わご大君の高知らす吉野の宮は・・・巻第6-923~925

訓読 >>>

923
やすみしし わご大君(おほきみ)の 高知らす 吉野の宮は 畳(たたな)づく 青垣(あをかき)隠(ごも)り 川波の 清き河内(かふち)ぞ 春へは 花咲きををり 秋されば 霧(きり)立ち渡る その山の いやますますに この川の 絶ゆることなく ももしきの 大宮人(おほみやびと)は 常に通はむ

924
み吉野の象山(きさやま)の際(ま)の木末(こぬれ)にはここだもさわく鳥の声かも

925
ぬばたまの夜の更(ふ)けゆけば久木(ひさき)生(お)ふる清き川原(かはら)に千鳥(ちどり)しば鳴く

 

要旨 >>>

〈923〉安らかに天下をお治めになるわが天皇が、高々とお造りになった吉野の離宮は、幾重にも連なる青い垣のような山々に囲まれた、川の流れの清らかな河内だ。春になると花が咲き誇り、秋が来れば霧が一面に立ちこめる。その山がずっと重なるように、また、この川がいつまでも絶えないように、大宮人はいつまでも行きかうであろう。

〈924〉神聖な吉野の象山のなかの木々の梢(こずえ)には、はなはだしく鳴き騒ぐ鳥の声がする。

〈925〉夜が更けて、久木の生い茂る清らかな川原で、千鳥がしきりに鳴いている。

 

鑑賞 >>>

 聖武天皇が吉野離宮行幸なさった時に、供奉した山部赤人が作った長歌1首と反歌2首。

 923の「やすみしし」は「わご大君」の枕詞。「高知らす」の「高」は讃え詞で「知らす」は御支配になる。「春へ」は春ごろ。「咲きををり」は、枝もたわむほど咲き。「ももしきの」は「大宮人」の枕詞。924の「象山」は、奈良県吉野郡吉野町宮滝の下流南岸に見える山。「木末」は、木の枝先。「ここだ」は、数多く、たくさん。925の「ぬばたまの」は「夜」の枕詞。「久木」は木の名前で、今の何の木にあたるかは不明ながら、一説にはアカメガシワとされ、成長が早く、他の木に先んじて育つ強い生命力があることから、吉野の宮を讃える歌に詠まれたと考えられています。

 赤人のこの長歌は、笠金村が同じ時に作った歌が時代の新風に乗っているのに対し、構想のみならず語句表現に至るまで、柿本人麻呂が吉野の宮に従駕したときの作(巻第1-36)に強く影響されており、宮廷賛歌の伝統的な形式を厳格に守って作られたことを物語っています。一方では、これを人麻呂の単なる模倣だとして批判する向きがあります。

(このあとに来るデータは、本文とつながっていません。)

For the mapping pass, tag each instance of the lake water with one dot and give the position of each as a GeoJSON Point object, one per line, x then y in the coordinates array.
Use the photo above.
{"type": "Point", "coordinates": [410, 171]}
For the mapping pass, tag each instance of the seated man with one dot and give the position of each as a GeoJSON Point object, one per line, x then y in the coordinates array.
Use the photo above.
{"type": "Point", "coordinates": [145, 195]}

 しかしながら、この時の聖武天皇の吉野行幸は、かつて壬申の乱で終始行動をともにした天武持統の皇統の、正統な後継者であることの宣言であったわけです。人麻呂の吉野賛歌は、天武と持統を一体化して神格化するべく詠まれたものであり、赤人は、ここに聖武天皇をも一体化して人々に意識させるものとして、あえて人麻呂の歌を踏襲した賛歌を詠んだと考えられます。むしろ赤人の識見というべきです。

 そして、924・925は、打って変わって、純粋に、素晴らしい叙景と抒情の境地に溢れています。長歌は公的な動機から作られたものですが、この2首の反歌は公的な要素を全く感じさせず分離したものになっています。この歌に関して、作家の田辺聖子は次のように述べています。「赤人は宮廷歌人らしく、宮を賛美し、天皇の御代を寿ぐところは人麻呂を踏襲しているが、自然の美をうたう声は、はや、赤人の地声である。赤人は、人麻呂のようにおのが情感を色絵具で、ぽってりと自然を塗り込めたりせず、自然の色彩をそのままにとどめる。それをうたう地声は澄んで透明である」。